Ayara mengulas senyum menatap wanita paruh baya yang berdiri di depannya. “Ndak papa, Bu. Mungkin memang sudah begini jalannya. Saya juga minta maaf bu jika ada salah-salah, terima kasih atas kemurahan hati ibu dan bapak yang menerima saya mengontrak di sini.” Pemilik kontrakan hanya merespon dengan anggukkan kepala mereka berpelukan singkat.

“Sudah jangan banyak basa-basi, cepat tinggalkan kampung ini! Jangan sampai malapetaka datang‼” pekik pria tadi bersemangat mengusir Ayara.

“Saya pamit, Pak Bu.” Ayara berjalan membelah kerumunan, jelas sekali di telinga Ayara banyak yang melayangkan hujatan. Dari kejauhan Ayara melihat sosok pria masih berdiri tegap di depan mobil hitamnya. Ayara menatapnya malas dan mengabaikan kehadiran pria itu.

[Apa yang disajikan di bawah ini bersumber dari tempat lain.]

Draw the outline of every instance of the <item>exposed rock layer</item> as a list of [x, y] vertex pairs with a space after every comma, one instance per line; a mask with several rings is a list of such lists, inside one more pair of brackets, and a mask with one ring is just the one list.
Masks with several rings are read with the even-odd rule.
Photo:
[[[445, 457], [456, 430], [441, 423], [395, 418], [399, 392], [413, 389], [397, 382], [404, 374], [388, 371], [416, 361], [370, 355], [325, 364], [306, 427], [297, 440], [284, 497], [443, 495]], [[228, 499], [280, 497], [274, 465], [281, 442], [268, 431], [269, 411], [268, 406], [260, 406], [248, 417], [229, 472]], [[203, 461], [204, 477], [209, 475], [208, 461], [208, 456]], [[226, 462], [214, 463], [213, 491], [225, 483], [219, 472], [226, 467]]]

“Kembalikan anakku,” ujar pria itu saat Ayara melintas di depannya.

Ayara berhenti dan menoleh menatapnya. “Ambil saja … jika bisa.” Ayara menyodorkan bayi dalam dekapannya.

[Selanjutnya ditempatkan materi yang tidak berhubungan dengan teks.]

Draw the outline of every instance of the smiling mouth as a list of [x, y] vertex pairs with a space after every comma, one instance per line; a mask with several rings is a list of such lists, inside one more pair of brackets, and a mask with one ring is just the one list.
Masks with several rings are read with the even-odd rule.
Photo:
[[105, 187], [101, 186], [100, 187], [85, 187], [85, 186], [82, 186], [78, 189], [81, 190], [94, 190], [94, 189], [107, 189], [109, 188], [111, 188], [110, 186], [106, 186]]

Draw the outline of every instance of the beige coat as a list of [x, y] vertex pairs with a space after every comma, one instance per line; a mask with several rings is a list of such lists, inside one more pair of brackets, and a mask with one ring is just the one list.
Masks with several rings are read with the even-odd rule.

Bayi itu memang sudah terbangun, sejak ada keramaian dari warga tadi. Tangan pria itu terulur hendak mengambil bayinya namun, naas bayi itu justru mengeratkan genggamannya pada rambut dan baju yang Ayara kenakan. “See, dia tak mau dengan Paman. Paman, jangan memanfaatkan anak kecil untuk mendapatkan uang,” ujar Ayara kembali menyembunyikan bayi itu di delam dekapannya.

Belum sempat pria itu menjawab ucapannya, tiba-tiba bayi tersebut menangis tersedu-sedu wajahnya membiru, Ayara panik. Ia menepuk punggung dan menimangnya agar tangisan bayi itu mereda. Bukannya mereda, bayi itu justru mengalami kejang.

Secara tiba-tiba, Ayara ditarik masuk ke dalam mobil, begitu juga dengan barang-barangnya. “Dia demam‼ Aku harus bagaimana?” tanya Ayara panik, ia bahkan menangis karena takut hal buruk terjadi pada bayi tak berdosa itu.

Helaan napas berat terdengar dari samping Ayara, pria itu bergerak menyalakan mesin mobilnya. Ayara tak banyak bertanya, ia hanya diam seraya berusaha meredakan tangisan bayi itu. Karena terlalu takut dan panik, Ayara pun turut menangis.

Pria di balik stir kemudi itu menoleh kala mendengar dua tangisan yang saling bersahut-sahutan. “Bisakah kau diam?” tanyanya menoleh singkat ke arah Ayara. “Tangisanmu tak akan menyelesaikan masalah.”

“Lantas aku harus bagaimana?” tanya Ayara semakin panik kala menatap tubuh mungil tak berdosa yang kini tak bergerak di pangkuannya.